«Non quia timemus non audemus, sed quia non audemus, timemus»
-(Sénèque)
«Ce n'est pas parce que nous avons peur que nous n'osons pas; c'est parce que nous n'osons pas que nous avons peur».

Un cas !

Au-delà de la gauche et de la droite

« Coudonc, Martineau, as-tu viré à gauche ? »

C’est le genre de message que je reçois chaque fois que je critique Trump.

Le plus drôle est que les gens qui m’envoient ces messages sont ceux-là mêmes qui critiquent l’aveuglement des démocrates face à Hillary Clinton.

« Pourquoi l’appuient-ils encore ? Ne voient-ils pas qu’elle a menti, qu’elle n’est pas honnête, qu’elle est un boulet pour leur parti ? »

NI ANGE NI BÊTE

Désolé, amis trumpistes, mais ce n’est pas une question de droite ou de gauche.

La question est de savoir si Trump est apte ou non à gouverner les États-Unis. Politiquement, intellectuellement et — désolé, mais la question se pose — psychologiquement.

Oui, les médias traditionnels ont un biais anti-Trump.

Oui, la gauche le diabolise.

Et alors ? Comme dit le gag : parfois, même les paranos ont raison de dire que des gens complotent contre eux.

Ce n’est pas parce que CNN et le New York Times n’aiment pas Trump que Trump est nécessairement un bon président.

Ce n’est pas parce qu’un menteur dit qu’il fait beau qu’il fait mauvais.

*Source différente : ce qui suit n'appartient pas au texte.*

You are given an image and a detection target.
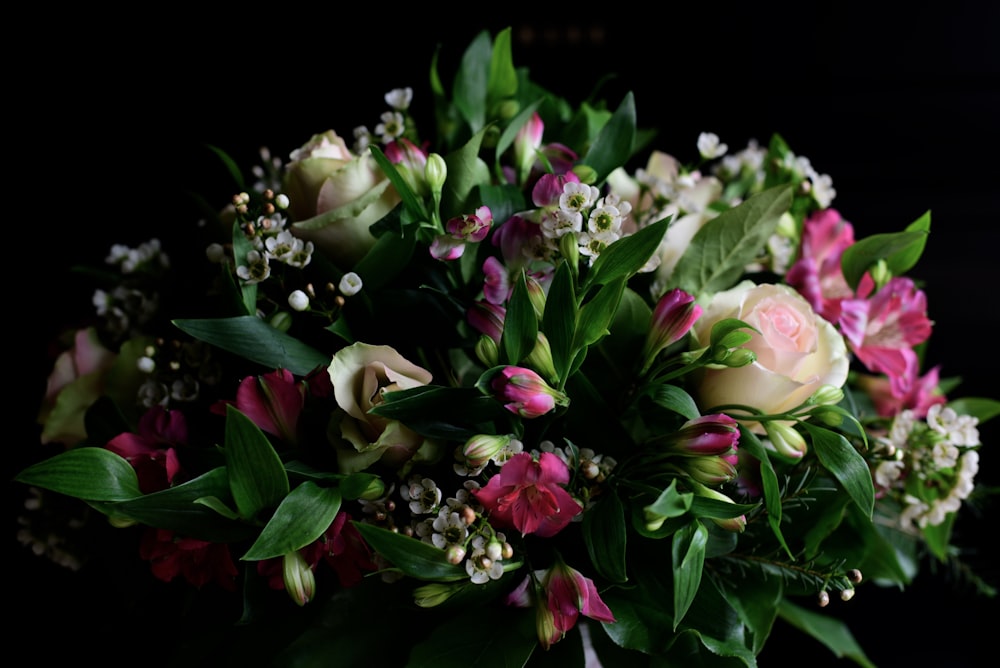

La question que je me pose est celle-ci : combien ça va prendre de gaffes, d’erreurs, de faux pas, d’écarts de conduite, de maladresses, de bévues et de mensonges pour que les fans de Trump commencent à mettre en doute les capacités de leur poulain ?

Vous critiquez l’aveuglement et le biais idéologique de la gauche. Mais qu’en est-il de VOTRE aveuglement et de VOTRE biais idéologique ?

Le cinéaste espagnol Luis Bunuel disait que les athées étaient les plus grands croyants, car ils voyaient l’absence de Dieu partout.

Cette phrase me vient en tête lorsque je vous entends parler de votre idole. Autant la gauche diabolise Trump, autant vous l’encensez et le louangez.

Or, le président américain n’est ni le diable ni le Bon Dieu.

Juste un homme.

Avec ses qualités, oui. (Il n’est pas naïf envers l’islamisme et sa critique de la globalisation n’est pas sans fondement.)

Mais aussi beaucoup, beaucoup de défauts.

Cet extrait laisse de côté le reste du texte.